Jon Potter, Digital Media Association
Michael Petricone, CEA
Steve Marks, RIAA
David Israelite, NARM
Gary Greenstein, Wilson, Sonsini
Potter: Yes. Major differences in magnitudes of payment fees incurred by different competitors. Limit the statutory damages, and prove actual damages. None of us are price setters anymore.
As with Gerd: Potter says that companies that try to use music as a first play will be sued, which is why they do it as a secondary or tertiary play.
Petricone: Chilling effect on innovation. Must protect fair use rights.
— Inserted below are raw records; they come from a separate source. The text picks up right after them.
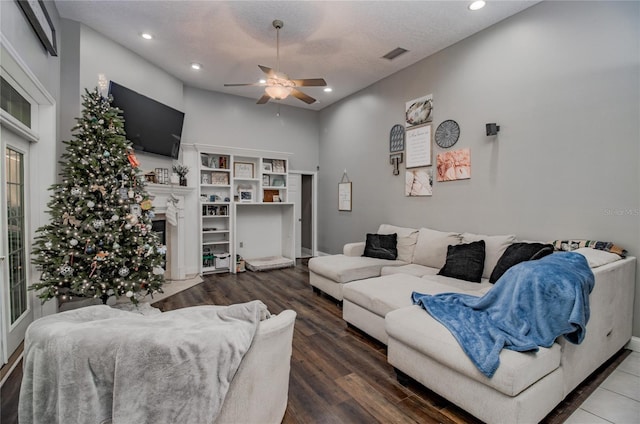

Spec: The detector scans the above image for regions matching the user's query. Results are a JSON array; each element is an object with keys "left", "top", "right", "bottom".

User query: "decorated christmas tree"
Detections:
[{"left": 31, "top": 88, "right": 165, "bottom": 304}]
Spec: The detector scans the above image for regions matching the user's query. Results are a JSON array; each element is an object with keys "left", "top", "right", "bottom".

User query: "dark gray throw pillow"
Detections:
[
  {"left": 438, "top": 240, "right": 486, "bottom": 283},
  {"left": 489, "top": 242, "right": 554, "bottom": 283},
  {"left": 362, "top": 233, "right": 398, "bottom": 260}
]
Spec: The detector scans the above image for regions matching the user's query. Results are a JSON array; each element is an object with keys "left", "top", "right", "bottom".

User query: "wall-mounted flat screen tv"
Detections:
[{"left": 108, "top": 81, "right": 184, "bottom": 160}]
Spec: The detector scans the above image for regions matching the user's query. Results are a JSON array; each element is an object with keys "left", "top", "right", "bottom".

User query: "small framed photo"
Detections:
[
  {"left": 201, "top": 154, "right": 210, "bottom": 167},
  {"left": 272, "top": 159, "right": 286, "bottom": 173},
  {"left": 239, "top": 189, "right": 253, "bottom": 202},
  {"left": 271, "top": 176, "right": 285, "bottom": 187},
  {"left": 234, "top": 162, "right": 254, "bottom": 179},
  {"left": 208, "top": 156, "right": 218, "bottom": 169},
  {"left": 211, "top": 171, "right": 229, "bottom": 185},
  {"left": 262, "top": 175, "right": 270, "bottom": 186},
  {"left": 272, "top": 195, "right": 281, "bottom": 203},
  {"left": 262, "top": 162, "right": 273, "bottom": 172}
]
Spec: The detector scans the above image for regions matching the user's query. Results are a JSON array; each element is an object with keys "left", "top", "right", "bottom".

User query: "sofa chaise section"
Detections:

Israelite: Songwriters must be paid, per an earlier agreement. Also, every other country in the world pays a blended rate (mechanical and performance)
Marks: This whole thing is an economic issue
Funny, but I’m assuming the pros and the cons are sitting on opposite sides
Rich from A2IM (question from audience): A consensus is forming that the CRB rates are too high. My question: When will that consensus form some kind of action?
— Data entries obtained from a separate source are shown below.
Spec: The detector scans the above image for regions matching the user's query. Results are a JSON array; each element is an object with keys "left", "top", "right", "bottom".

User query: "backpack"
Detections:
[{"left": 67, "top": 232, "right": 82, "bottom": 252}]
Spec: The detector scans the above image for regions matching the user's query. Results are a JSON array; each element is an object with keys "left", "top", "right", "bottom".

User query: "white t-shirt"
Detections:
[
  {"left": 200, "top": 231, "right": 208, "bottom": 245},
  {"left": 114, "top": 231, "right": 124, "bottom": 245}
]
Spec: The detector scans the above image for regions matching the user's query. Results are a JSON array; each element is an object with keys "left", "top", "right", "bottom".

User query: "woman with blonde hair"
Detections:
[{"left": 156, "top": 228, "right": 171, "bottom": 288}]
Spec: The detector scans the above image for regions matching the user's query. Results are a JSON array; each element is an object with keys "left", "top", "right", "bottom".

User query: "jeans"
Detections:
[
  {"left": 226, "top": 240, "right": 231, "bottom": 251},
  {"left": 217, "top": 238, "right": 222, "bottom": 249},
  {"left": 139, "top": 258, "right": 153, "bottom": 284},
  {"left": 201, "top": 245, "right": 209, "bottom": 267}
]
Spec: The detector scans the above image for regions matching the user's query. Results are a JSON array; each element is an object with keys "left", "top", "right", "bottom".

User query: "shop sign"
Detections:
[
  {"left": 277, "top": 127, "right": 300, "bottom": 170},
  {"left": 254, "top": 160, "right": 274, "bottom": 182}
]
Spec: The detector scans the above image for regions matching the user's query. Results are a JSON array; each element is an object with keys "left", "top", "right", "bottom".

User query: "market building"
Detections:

Final thoughts: This was a highly charged discussion. More time needed to really explore this tension between innovation and compensation. Ironic that the established record business desperately needs indies but, particularly in the case of internet radio, current copyright law is stifling a huge avenue for exposure and music discovery. It’s not clear that the majors are seeing this need.
Off to lunch now. Hopefully, I can find a place to charge the computer.